Gamble: As far as the other docs in the community that are not yet part of the system, are there any issues with integrating with the different systems or, like you said, are you just trying to get as many of them as possible onto the Allscripts platform or GEMMS?
Schooler: With the ones that we employ, that’s the case. But there are many EMRs in our community and so we’ve put in an HIE platform that will essentially be the continuity of care document, the CCD exchange point to and from for those aligned providers and us. We’re not going to have those aligned providers try to send and receive data in and out of our core systems. We put it an HIE platform that will serve as the virtual record; it’s the continuum record, if you will, and we’ll feed that with all of our internal clinical systems as well as referring-in aligned physicians. We’ll send data to that and we’ll send CCDs out of that as well. That platform will also be our touchpoint into the statewide HIE, and if we need to send discreet pieces of data to our aligned providers like a lab result only, we have another platform for that. It’s a basically a transaction broker that will be sending transactions out of our infrastructure out to the aligned providers as they need detailed or specific sets or pieces of data.

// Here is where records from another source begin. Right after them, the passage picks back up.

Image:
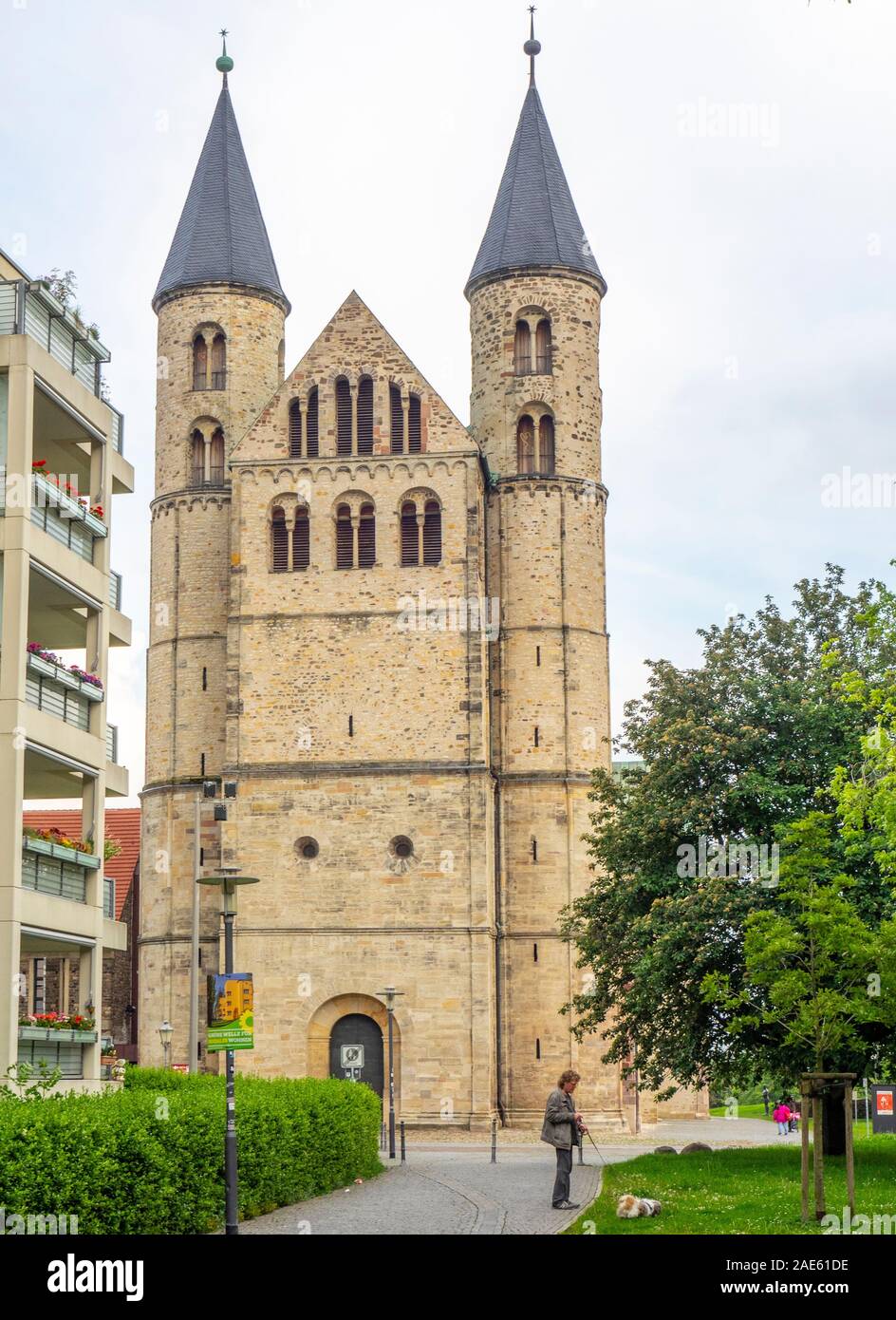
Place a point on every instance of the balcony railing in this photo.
(50, 688)
(28, 308)
(51, 874)
(66, 1053)
(65, 519)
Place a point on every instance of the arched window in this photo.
(199, 363)
(409, 535)
(433, 532)
(344, 416)
(367, 537)
(345, 538)
(218, 362)
(311, 425)
(415, 435)
(547, 446)
(396, 420)
(526, 443)
(279, 541)
(198, 459)
(296, 429)
(543, 349)
(301, 540)
(216, 459)
(523, 349)
(365, 416)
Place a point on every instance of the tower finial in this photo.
(532, 47)
(223, 64)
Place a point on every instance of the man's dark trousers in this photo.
(564, 1170)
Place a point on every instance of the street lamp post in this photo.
(165, 1034)
(389, 1004)
(229, 883)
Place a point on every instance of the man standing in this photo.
(562, 1129)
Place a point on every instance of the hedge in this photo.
(148, 1160)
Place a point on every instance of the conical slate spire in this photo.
(533, 222)
(220, 236)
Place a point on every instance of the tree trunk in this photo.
(834, 1122)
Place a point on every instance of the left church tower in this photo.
(220, 315)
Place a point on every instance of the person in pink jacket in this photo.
(781, 1116)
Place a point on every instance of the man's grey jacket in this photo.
(560, 1121)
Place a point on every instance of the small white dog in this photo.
(634, 1207)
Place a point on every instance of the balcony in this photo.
(50, 867)
(56, 1047)
(53, 688)
(65, 518)
(28, 308)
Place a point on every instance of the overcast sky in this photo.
(733, 165)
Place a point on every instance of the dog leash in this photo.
(595, 1146)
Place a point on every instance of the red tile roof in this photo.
(121, 824)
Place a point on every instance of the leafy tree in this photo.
(817, 977)
(733, 750)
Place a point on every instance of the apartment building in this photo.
(60, 613)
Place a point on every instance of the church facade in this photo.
(382, 635)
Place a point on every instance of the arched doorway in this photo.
(325, 1019)
(357, 1049)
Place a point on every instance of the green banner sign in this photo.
(231, 1011)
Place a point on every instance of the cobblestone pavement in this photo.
(452, 1187)
(443, 1194)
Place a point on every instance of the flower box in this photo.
(65, 679)
(66, 506)
(41, 666)
(95, 524)
(64, 1035)
(67, 855)
(39, 845)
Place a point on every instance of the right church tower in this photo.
(534, 296)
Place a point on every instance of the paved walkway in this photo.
(453, 1187)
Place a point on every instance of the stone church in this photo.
(381, 635)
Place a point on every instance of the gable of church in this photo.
(352, 345)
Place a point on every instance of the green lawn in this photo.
(753, 1190)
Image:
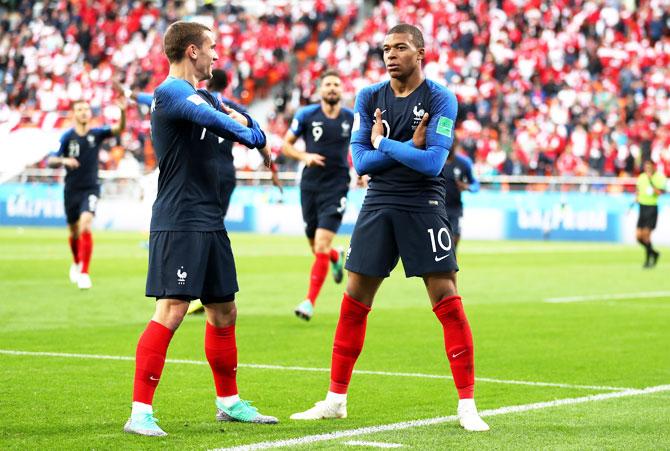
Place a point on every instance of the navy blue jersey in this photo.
(403, 176)
(458, 170)
(188, 128)
(327, 137)
(86, 150)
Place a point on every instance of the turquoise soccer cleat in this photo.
(243, 412)
(304, 310)
(337, 268)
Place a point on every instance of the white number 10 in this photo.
(443, 230)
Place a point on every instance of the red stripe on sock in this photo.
(85, 250)
(349, 338)
(458, 344)
(318, 276)
(221, 352)
(74, 247)
(149, 361)
(334, 256)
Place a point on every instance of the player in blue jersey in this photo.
(403, 216)
(326, 129)
(189, 251)
(458, 177)
(79, 153)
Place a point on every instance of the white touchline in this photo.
(607, 297)
(308, 369)
(373, 444)
(308, 439)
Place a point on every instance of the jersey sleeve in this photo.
(102, 133)
(367, 159)
(439, 138)
(297, 124)
(144, 98)
(180, 101)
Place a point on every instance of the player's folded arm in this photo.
(186, 104)
(366, 159)
(439, 138)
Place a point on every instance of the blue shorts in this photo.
(381, 237)
(191, 265)
(454, 216)
(323, 209)
(79, 201)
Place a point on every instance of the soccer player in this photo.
(458, 177)
(403, 216)
(189, 251)
(326, 129)
(79, 153)
(650, 185)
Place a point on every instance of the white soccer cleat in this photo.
(469, 417)
(75, 270)
(323, 410)
(84, 281)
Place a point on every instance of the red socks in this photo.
(221, 352)
(349, 338)
(334, 255)
(74, 247)
(149, 361)
(319, 273)
(458, 344)
(85, 250)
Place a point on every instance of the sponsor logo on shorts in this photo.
(181, 276)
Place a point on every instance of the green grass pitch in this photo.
(599, 346)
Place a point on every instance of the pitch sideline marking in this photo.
(308, 439)
(373, 444)
(607, 297)
(308, 369)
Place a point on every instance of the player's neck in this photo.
(81, 129)
(331, 111)
(183, 72)
(403, 88)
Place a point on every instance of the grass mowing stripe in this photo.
(308, 439)
(607, 297)
(308, 369)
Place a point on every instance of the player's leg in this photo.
(426, 247)
(149, 362)
(220, 342)
(72, 205)
(73, 238)
(308, 202)
(373, 248)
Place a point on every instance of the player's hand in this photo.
(70, 163)
(234, 115)
(377, 127)
(267, 158)
(314, 159)
(276, 182)
(419, 137)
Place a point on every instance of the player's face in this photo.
(331, 89)
(401, 55)
(82, 112)
(206, 55)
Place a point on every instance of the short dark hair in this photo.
(179, 36)
(329, 73)
(219, 80)
(414, 32)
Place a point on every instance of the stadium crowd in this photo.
(568, 87)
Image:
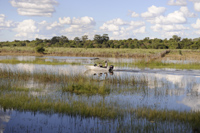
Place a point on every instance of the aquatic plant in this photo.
(86, 88)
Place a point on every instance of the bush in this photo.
(40, 49)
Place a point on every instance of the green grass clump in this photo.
(158, 64)
(38, 61)
(168, 115)
(86, 88)
(23, 101)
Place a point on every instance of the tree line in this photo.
(103, 41)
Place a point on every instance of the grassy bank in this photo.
(159, 64)
(20, 100)
(89, 52)
(38, 61)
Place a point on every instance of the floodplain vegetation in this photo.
(183, 59)
(20, 98)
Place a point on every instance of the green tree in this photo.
(40, 49)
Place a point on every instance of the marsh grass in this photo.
(46, 77)
(168, 115)
(89, 52)
(38, 61)
(183, 54)
(86, 88)
(22, 101)
(159, 64)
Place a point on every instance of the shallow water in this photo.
(169, 89)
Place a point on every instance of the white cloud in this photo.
(197, 6)
(186, 12)
(109, 27)
(5, 24)
(140, 30)
(65, 20)
(134, 14)
(83, 21)
(177, 2)
(197, 32)
(26, 28)
(197, 25)
(158, 28)
(153, 11)
(54, 25)
(176, 17)
(137, 23)
(2, 17)
(34, 7)
(117, 21)
(171, 33)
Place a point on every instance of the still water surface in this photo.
(167, 89)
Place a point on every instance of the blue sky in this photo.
(30, 19)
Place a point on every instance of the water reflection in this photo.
(4, 118)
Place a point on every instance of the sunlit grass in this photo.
(86, 88)
(22, 101)
(38, 61)
(89, 52)
(158, 64)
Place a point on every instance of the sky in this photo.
(120, 19)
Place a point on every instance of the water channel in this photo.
(168, 89)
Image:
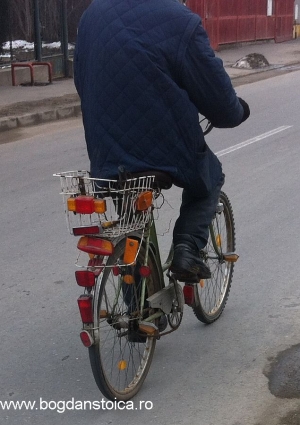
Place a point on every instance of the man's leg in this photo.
(191, 233)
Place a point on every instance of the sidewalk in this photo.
(26, 105)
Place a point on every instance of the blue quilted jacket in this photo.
(143, 69)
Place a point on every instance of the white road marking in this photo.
(254, 140)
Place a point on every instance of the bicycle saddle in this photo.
(162, 180)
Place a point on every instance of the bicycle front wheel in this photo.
(121, 357)
(213, 293)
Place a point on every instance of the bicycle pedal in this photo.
(231, 257)
(148, 328)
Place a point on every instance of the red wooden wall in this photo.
(234, 21)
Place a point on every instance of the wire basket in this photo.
(121, 215)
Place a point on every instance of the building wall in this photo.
(235, 21)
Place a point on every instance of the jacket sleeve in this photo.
(207, 83)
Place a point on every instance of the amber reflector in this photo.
(144, 201)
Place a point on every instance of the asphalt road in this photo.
(242, 370)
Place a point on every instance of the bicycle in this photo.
(126, 305)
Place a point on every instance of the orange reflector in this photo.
(95, 246)
(129, 279)
(103, 314)
(218, 240)
(100, 206)
(145, 271)
(71, 204)
(131, 249)
(85, 278)
(85, 304)
(144, 201)
(122, 365)
(231, 257)
(150, 330)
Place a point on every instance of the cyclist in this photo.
(143, 70)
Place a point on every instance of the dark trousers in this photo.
(196, 214)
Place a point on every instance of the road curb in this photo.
(26, 120)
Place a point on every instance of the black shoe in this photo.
(162, 323)
(187, 265)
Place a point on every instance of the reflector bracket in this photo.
(85, 304)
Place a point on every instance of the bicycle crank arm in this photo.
(231, 257)
(164, 299)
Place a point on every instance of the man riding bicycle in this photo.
(144, 69)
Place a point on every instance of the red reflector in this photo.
(188, 292)
(95, 246)
(86, 230)
(84, 204)
(86, 339)
(85, 304)
(145, 271)
(85, 278)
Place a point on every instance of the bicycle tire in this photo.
(119, 365)
(213, 293)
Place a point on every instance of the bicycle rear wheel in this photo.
(121, 357)
(213, 293)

But our primary exchange point with physician practices we anticipate will be our HIE platform, both for sending and receiving data as well as viewing the patient’s full continuum. Because that will incorporate home health and outpatient therapies in addition to hospitalized services as well as our employed docs and aligned physicians. So you can begin to see how, as a health system, you begin to form that continuum record when you have everyone contributing to a common trust or vault, if you will, as the HIE platform.
We do have a community RHIO. We feed information from that in a separate way; it comes right out of our integration engine. But we do participate in a community RHIO — I was actually the co-founder and I’m the vice chair of the Board. We’ve been at that for several years and that’s proven to be very effective. It’s fully integrated with our hospital-based systems. But there’s a community RHIO and then there’s a statewide Florida HIE that we’ll be tapping into as well.